Fig. 5: MiR-1246 and miR-10b-5p promote glioma cell migration and invasion by directly targeting FRK and TFAP2A.

a Schematic representation of the predicted miR-1246 binding site in the 3’UTR of FRK, the mutated miR-1246 binding site in the 3′UTR of FRK, the predicted miR-10b-5p binding site in the 3′UTR of TFAP2A and the mutated miR-10b-5p binding site in the 3′UTR of TFAP2A. b Left: miR-NC or miR-1246 and luciferase vector encoding the wild-type or mutant 3′UTR of FRK were co-transfected into 293T cells and the relative luciferase activity was measured.

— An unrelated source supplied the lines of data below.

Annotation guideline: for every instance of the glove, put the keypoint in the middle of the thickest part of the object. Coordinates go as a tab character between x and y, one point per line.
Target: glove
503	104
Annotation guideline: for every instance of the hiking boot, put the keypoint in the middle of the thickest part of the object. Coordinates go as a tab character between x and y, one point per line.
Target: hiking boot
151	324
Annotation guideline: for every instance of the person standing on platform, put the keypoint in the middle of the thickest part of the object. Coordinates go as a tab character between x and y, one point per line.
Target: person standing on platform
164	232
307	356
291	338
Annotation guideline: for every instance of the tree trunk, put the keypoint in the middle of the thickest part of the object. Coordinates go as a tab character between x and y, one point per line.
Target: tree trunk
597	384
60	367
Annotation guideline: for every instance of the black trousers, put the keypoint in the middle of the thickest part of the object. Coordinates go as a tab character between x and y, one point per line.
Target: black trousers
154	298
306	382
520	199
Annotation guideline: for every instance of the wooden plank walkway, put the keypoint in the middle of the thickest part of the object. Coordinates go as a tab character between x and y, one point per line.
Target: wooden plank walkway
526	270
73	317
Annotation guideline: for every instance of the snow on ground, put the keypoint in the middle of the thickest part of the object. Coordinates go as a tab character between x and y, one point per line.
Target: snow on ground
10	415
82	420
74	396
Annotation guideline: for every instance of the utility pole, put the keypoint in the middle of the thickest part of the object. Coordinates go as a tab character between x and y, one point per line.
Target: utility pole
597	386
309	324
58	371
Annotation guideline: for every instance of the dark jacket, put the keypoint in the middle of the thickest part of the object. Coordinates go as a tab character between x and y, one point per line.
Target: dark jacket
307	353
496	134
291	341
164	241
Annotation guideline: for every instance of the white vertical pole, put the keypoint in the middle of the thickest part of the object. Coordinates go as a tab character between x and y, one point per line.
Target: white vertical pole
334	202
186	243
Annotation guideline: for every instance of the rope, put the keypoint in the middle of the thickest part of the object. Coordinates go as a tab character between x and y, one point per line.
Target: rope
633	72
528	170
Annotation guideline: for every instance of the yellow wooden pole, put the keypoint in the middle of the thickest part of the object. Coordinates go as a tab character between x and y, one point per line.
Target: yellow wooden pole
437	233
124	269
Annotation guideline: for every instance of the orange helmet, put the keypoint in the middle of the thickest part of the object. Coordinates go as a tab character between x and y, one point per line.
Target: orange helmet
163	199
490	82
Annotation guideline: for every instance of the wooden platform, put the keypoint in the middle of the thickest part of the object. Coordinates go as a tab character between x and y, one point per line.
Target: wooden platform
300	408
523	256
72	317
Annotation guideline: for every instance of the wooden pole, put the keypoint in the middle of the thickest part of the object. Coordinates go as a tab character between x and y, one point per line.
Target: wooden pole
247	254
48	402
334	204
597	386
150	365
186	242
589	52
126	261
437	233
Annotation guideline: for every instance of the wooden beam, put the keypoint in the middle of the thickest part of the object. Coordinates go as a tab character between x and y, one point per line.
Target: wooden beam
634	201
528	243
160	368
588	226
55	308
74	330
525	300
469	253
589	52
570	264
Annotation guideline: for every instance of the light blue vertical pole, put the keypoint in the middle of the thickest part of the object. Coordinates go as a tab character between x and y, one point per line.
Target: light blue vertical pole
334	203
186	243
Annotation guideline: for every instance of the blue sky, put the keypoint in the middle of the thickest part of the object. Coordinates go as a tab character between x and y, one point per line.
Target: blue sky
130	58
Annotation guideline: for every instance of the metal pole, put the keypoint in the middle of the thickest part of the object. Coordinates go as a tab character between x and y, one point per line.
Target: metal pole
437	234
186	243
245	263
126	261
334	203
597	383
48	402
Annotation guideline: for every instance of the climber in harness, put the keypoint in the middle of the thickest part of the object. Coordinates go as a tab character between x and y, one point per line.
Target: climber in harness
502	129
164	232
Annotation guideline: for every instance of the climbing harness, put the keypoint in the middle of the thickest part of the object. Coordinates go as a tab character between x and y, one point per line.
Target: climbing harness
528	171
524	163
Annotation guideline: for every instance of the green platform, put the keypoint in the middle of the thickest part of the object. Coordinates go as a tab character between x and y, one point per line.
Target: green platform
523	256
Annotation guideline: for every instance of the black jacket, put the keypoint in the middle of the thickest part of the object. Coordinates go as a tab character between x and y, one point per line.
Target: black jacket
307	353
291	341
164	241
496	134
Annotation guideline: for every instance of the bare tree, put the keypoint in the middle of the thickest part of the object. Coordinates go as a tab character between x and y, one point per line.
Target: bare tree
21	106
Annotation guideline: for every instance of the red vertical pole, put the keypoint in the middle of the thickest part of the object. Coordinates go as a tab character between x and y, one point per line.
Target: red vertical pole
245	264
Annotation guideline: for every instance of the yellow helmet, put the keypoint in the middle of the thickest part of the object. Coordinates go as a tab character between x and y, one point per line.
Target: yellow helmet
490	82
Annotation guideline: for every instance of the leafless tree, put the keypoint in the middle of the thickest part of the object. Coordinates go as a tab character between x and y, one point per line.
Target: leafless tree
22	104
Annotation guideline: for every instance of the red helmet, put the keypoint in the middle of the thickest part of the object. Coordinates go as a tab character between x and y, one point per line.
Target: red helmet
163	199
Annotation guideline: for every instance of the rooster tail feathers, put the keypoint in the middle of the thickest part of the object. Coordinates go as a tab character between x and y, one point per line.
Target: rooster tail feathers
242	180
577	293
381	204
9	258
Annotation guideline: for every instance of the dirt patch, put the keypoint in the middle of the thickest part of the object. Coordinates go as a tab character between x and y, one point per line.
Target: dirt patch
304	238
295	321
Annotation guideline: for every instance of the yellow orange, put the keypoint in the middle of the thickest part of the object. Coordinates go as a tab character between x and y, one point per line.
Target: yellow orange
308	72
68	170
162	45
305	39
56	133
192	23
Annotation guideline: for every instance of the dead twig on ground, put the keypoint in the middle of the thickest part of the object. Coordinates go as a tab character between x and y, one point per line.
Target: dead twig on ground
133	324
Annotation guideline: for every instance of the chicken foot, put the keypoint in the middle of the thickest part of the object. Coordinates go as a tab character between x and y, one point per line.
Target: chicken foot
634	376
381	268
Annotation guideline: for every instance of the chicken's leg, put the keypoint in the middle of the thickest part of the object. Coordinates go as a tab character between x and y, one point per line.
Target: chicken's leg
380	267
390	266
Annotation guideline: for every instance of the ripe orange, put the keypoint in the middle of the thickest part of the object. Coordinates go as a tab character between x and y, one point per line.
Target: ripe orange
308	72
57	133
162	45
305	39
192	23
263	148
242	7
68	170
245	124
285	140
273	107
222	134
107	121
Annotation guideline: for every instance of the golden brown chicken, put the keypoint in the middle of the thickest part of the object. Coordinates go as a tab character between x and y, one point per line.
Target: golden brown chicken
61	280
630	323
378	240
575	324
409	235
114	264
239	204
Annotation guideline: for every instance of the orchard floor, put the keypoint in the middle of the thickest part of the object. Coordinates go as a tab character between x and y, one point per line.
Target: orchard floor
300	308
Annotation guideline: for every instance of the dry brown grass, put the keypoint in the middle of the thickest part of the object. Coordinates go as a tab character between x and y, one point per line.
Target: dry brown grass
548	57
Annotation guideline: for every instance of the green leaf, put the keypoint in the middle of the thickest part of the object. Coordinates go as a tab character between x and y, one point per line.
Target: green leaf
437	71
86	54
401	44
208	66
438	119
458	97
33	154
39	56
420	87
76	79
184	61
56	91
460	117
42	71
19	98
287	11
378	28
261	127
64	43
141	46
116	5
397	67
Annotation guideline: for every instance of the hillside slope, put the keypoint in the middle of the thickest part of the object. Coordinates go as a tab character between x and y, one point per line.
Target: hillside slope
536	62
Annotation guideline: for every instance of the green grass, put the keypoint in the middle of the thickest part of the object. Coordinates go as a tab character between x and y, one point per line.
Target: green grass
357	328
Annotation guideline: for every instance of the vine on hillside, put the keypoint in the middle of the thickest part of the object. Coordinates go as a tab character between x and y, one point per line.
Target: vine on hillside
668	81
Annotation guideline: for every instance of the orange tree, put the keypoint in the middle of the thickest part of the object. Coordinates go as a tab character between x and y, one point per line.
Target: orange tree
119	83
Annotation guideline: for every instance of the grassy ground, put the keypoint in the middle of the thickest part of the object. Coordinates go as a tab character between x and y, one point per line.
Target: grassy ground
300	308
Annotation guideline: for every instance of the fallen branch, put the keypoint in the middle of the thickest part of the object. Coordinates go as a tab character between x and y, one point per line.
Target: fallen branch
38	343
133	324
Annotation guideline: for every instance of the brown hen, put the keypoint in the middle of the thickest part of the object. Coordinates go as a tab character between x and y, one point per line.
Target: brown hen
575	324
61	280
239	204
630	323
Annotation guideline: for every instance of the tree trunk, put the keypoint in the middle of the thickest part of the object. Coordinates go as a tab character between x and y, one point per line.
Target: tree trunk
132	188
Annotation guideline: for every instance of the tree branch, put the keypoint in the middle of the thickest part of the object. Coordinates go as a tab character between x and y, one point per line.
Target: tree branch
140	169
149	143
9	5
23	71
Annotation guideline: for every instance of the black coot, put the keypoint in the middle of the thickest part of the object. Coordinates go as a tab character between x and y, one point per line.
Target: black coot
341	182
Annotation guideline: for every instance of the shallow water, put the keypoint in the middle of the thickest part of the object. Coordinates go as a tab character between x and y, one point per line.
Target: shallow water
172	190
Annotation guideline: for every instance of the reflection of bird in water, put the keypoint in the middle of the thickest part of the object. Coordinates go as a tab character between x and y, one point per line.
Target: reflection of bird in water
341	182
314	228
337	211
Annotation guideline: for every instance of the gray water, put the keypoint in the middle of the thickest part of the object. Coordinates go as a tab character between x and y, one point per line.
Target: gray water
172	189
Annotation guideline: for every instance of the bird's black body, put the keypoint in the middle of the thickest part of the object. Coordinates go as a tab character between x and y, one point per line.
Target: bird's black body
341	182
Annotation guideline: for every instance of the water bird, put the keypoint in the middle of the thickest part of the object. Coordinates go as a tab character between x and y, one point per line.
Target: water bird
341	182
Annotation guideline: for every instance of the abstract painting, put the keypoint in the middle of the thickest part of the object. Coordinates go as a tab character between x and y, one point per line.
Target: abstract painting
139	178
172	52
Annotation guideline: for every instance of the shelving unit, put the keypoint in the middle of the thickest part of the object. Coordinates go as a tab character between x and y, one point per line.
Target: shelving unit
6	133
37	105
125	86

Right: miR-NC or miR-10b-5p and luciferase vector encoding the wild-type or mutant 3′UTR of TFAP2A were co-transfected into 293T cells and the relative luciferase activity was measured. c Western blot analysis of FRK and TFAP2A in miR-NC-, miR-1246-, and miR-10b-5p-transfected U87MG and U251 glioma cells. d Representative images of indicated treated U87MG and U251 glioma cells that migrated (without Matrigel coating) to the bottom surface. Scale bar, 100 μm. e Quantification of indicated treated U87MG and U251 glioma cells that migrated (without Matrigel coating) to the bottom surface. f, g Western blot analysis of FRK, TFAP2A, N-cadherin, MMP2, MMP9, and vimentin levels in indicated treated U87MG and U251 glioma cells. Data are shown as the mean ± SD of three independent experiments. Statistical significance was determined using Student’s t test and one-way ANOVA test (*P < 0.05; **P < 0.01).